最高裁判所第三小法廷 昭和35年(オ)938号 判決 1961年11月07日
主文
本件上告を棄却する。
上告費用は上告人の負担とする。
理由
上告人の上告理由第一点について。
原判決は、原判示三、〇〇〇円えの賃料増額が昭和三一年七月地代家賃統制令の改正により、本件建物の賃料統制が撤廃された直後に応急的になされたものであり、かつ、昭和三一年七月以降も東京都内における不動産の時価が引き続き異常な上昇を続けてきたことを適法に認定した上で、被上告人の本訴賃料増額請求を是認したのであるから、原判決の判断は正当であり、右三、〇〇〇円えの増額から本訴増額請求までの期間は八ケ月に過ぎないとしても、原判決に借家法七条の解釈を誤つた違法があるということはできない。

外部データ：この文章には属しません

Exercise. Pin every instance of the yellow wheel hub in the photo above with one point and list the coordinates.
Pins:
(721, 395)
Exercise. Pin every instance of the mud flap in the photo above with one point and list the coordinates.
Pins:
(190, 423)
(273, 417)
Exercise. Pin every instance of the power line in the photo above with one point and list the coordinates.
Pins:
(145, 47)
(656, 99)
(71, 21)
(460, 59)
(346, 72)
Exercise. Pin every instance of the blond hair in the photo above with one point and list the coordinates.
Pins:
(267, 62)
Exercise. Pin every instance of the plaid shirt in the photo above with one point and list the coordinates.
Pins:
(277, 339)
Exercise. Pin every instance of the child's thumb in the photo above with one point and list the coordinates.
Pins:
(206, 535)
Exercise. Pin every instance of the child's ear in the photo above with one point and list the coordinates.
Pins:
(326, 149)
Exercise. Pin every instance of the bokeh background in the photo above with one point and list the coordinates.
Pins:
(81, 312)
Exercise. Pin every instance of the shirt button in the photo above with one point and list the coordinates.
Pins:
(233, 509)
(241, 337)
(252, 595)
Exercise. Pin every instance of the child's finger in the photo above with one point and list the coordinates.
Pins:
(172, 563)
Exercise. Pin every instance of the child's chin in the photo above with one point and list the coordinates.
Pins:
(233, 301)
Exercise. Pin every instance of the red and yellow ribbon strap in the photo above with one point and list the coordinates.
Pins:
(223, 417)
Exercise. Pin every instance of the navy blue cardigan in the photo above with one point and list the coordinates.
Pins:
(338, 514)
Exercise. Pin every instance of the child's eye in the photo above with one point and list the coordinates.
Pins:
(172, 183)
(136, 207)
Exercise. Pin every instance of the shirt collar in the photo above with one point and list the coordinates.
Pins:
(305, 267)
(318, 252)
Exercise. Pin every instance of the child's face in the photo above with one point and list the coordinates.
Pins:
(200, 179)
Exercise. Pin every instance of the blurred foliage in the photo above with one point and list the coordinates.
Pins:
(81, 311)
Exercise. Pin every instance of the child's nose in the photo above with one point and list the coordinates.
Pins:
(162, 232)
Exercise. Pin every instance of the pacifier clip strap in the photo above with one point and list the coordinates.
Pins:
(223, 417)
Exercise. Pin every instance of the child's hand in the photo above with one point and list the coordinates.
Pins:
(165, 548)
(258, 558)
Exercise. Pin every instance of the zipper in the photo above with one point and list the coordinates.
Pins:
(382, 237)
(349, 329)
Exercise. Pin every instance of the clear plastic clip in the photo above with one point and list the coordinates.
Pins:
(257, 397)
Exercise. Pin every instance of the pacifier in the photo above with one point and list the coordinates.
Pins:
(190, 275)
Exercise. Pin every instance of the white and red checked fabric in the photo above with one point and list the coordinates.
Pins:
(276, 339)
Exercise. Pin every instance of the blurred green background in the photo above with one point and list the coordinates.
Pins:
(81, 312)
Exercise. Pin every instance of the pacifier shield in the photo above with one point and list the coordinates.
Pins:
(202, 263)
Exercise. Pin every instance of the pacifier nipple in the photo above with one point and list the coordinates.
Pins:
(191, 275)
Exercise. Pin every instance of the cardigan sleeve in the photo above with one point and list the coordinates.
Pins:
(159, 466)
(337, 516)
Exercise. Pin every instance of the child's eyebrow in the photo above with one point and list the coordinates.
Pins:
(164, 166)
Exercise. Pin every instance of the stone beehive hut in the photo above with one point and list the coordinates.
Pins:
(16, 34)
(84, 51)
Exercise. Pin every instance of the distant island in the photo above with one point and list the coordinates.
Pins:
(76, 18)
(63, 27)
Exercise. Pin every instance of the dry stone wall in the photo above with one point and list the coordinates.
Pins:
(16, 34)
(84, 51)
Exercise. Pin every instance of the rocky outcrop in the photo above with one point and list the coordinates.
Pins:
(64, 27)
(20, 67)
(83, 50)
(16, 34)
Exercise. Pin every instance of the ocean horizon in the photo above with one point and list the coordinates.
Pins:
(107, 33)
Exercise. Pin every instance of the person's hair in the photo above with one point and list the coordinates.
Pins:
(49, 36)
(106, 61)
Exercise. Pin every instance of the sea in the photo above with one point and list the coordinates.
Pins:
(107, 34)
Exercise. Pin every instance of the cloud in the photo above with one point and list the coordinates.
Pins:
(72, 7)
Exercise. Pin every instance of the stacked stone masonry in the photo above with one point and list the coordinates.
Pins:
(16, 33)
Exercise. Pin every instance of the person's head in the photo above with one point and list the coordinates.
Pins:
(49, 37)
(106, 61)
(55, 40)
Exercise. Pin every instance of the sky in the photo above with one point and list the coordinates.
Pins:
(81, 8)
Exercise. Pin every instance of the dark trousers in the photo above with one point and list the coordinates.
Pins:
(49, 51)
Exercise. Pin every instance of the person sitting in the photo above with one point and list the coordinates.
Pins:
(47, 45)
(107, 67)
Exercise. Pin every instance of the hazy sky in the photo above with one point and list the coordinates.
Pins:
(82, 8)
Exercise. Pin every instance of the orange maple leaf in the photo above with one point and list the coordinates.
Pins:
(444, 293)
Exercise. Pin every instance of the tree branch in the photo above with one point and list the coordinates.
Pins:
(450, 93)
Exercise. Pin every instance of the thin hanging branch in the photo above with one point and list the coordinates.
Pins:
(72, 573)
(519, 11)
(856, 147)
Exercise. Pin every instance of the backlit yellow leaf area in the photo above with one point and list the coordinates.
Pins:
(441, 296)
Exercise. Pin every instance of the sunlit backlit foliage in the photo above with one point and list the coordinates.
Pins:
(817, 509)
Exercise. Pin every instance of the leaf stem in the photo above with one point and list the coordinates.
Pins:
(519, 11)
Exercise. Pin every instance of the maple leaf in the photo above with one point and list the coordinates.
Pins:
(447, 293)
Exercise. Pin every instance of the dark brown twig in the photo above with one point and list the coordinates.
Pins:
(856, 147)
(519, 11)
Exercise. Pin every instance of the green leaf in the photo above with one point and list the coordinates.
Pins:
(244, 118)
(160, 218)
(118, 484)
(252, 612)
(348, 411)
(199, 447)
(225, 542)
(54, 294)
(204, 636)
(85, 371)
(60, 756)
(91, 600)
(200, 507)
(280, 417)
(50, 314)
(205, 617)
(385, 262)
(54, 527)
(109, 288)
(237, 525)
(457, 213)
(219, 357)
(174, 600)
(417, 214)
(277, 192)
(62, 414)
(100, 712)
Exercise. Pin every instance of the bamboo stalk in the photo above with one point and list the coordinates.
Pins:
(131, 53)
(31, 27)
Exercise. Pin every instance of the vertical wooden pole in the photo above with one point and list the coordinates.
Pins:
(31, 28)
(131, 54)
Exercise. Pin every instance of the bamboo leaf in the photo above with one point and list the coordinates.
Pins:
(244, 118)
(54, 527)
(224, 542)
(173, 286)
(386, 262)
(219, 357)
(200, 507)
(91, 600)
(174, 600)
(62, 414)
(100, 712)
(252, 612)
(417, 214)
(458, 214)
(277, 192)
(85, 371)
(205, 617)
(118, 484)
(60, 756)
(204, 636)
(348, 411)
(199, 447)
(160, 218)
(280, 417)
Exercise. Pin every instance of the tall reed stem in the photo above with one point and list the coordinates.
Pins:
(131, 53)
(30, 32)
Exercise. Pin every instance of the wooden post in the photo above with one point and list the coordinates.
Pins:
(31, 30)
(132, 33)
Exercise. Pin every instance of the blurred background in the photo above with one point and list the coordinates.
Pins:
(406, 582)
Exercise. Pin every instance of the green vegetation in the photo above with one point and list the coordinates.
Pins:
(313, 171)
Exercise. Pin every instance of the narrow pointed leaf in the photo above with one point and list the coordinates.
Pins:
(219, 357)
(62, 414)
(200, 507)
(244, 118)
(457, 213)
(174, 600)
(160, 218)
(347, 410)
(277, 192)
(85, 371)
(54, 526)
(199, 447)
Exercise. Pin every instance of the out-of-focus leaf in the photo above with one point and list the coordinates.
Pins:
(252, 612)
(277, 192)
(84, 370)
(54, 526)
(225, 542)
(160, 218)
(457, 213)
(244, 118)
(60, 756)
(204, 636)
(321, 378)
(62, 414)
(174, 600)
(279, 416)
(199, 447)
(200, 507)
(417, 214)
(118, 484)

また、原判決が本件建物の建築後の年数を考慮に入れて判断していることは、判文上明らかであるから、原判決には所論の違法もない。その他の所論は独自の見解に基ずく主張に帰する。要するに、原判決には所論審理不尽、理由不備、法令の解釈を誤つた違法はいずれも認められない。論旨はすべて理由がない。
同第二点について。
所論は、本件賃料増額請求が無効であるとの前提にたつ主張であるが、その無効でないことは第一点について説示のとおりであるから、所論はその前提をかくもので、採用できない。また、上告人に履行遅滞の責任を認めた原判決の判断は正当であり、原判決には民法五四一条の解釈を誤つた違法はない。論旨は理由がない。
同第三点について。
原判決は、挙示の証拠により、所論事実を認定しているのであるから、原判決には所論の違法はない。論旨は理由がない。
よつて、民訴四〇一条、九五条、八九条に従い、裁判官全員の一致で、主文のとおり判決する。